Organizational credibility, community trust, and fund-raising are increasingly dependent upon demonstration of program effectiveness and success. Students in this course are introduced to research and evaluation methods in the public and nonprofit sectors. They examine the strengths, limitations, and threats to validity; models, quantitative metrics, and tools used to evaluate programs and policies; and legal and ethical issues associated with research and evaluation methods. Students are asked to critically evaluate sample research, using these parameters.
All nonprofit organizations require financial resources. Obtaining philanthropic financial support is essential to program delivery and stability. Students in this course explore the concepts of philanthropy and development, identification of funding sources, donor/prospect cultivation and education, and solicitation and appreciation strategies. They focus on processes and strategies for creating an organizational philanthropic culture based on ethics and donor relationships. Using these strategies and other concepts presented in the course, students create a resource development plan for a nonprofit organization.

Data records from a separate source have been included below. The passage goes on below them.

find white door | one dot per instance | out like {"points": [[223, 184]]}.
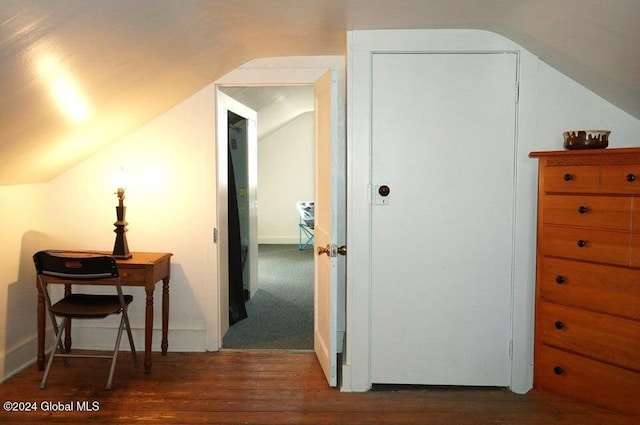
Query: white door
{"points": [[226, 104], [442, 218], [329, 226]]}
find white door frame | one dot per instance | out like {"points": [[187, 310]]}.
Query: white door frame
{"points": [[360, 46], [264, 72]]}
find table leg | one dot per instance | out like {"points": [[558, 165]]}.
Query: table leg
{"points": [[165, 316], [67, 327], [41, 322], [148, 330]]}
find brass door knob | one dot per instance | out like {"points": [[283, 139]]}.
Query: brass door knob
{"points": [[325, 250]]}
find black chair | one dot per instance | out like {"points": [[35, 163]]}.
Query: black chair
{"points": [[82, 268]]}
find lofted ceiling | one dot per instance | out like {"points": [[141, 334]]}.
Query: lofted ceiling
{"points": [[117, 64]]}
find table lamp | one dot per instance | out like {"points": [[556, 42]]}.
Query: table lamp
{"points": [[121, 248]]}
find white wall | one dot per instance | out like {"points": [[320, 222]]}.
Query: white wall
{"points": [[170, 202], [22, 225], [550, 103], [285, 176]]}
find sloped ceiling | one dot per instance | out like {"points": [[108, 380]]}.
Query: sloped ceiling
{"points": [[120, 63]]}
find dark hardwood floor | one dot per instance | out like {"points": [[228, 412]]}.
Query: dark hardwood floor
{"points": [[265, 388]]}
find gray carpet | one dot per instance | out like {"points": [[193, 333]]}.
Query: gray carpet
{"points": [[281, 311]]}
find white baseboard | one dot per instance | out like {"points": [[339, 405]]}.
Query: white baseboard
{"points": [[278, 240]]}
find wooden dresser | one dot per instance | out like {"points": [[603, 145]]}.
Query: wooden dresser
{"points": [[587, 325]]}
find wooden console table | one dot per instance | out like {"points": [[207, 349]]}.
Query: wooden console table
{"points": [[142, 269]]}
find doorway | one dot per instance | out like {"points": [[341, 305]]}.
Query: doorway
{"points": [[280, 306]]}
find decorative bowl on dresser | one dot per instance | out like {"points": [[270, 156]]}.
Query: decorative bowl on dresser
{"points": [[587, 320]]}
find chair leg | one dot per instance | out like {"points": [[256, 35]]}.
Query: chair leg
{"points": [[115, 354], [57, 346]]}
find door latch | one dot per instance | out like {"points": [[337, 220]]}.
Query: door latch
{"points": [[332, 250]]}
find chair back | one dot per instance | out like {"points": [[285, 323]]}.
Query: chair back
{"points": [[71, 265]]}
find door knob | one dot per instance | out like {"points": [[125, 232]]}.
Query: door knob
{"points": [[325, 250], [332, 251]]}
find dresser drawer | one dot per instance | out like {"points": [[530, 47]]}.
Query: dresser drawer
{"points": [[603, 212], [602, 246], [585, 379], [596, 335], [572, 178], [614, 290], [620, 179]]}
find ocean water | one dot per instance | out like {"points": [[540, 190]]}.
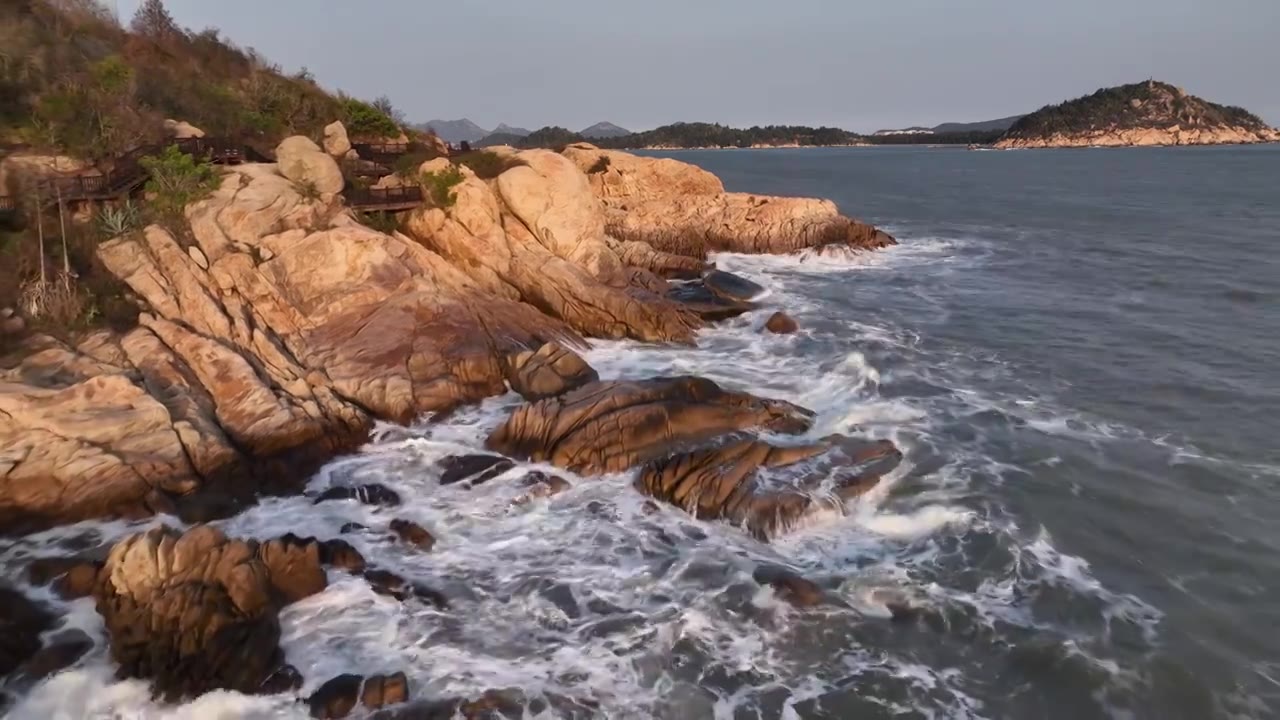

Creating and maintaining sustainable and livable communities require leaders who understand the connections between the natural, built, and social environments, and those who can address these connections in a holistic and integrated fashion. Students in this course examine concepts of sustainability and livability and explore popular approaches to creating and maintaining communities that are more environmentally sound, economically prosperous, and socially equitable. They also focus on strategies to halt urban sprawl and to promote alternative modes of transportation. Students define and explore these concepts through case studies and examples drawn from local communities.
Effective community leaders must be familiar with a wide range of tools, strategies, and skills to create sustainable communities. In this course, students examine these elements to learn how leaders build capacity for community change; assess community needs and resources; create community visions; promote stakeholder interest and participation; analyze community problems; and carry out practices and interventions to improve sustainability in communities. They also explore sustainability frameworks and models and apply these and other concepts presented in the course to develop a proposal for sustainable community development, focusing on community assessment, stakeholder involvement, and development planning.
Public decision-makers must understand and address a variety of complex and interrelated issues, such as land use and transportation, energy and environment, housing and schools, and regional economic development. In this course, students learn how leaders attend to these issues in light of existing policies and contemporary social, economic, political, demographic, and technological trends. Students explore and discuss planning processes, tools, approaches, strategies, and policies used to create sustainable and livable communities through collaborative processes involving multiple stakeholders. Through the development of a policy-option written assignment, students assess critical issues and identify problem-solving strategies.
In this course, students complete a capstone project using action research that fosters social change in public administration or nonprofit management and leadership. In the project they demonstrate the knowledge, skills, and competencies acquired in their master's degree program. The project employs an action research model. Students reflect on how the project and the program have contributed to their personal, scholarly, and professional growth.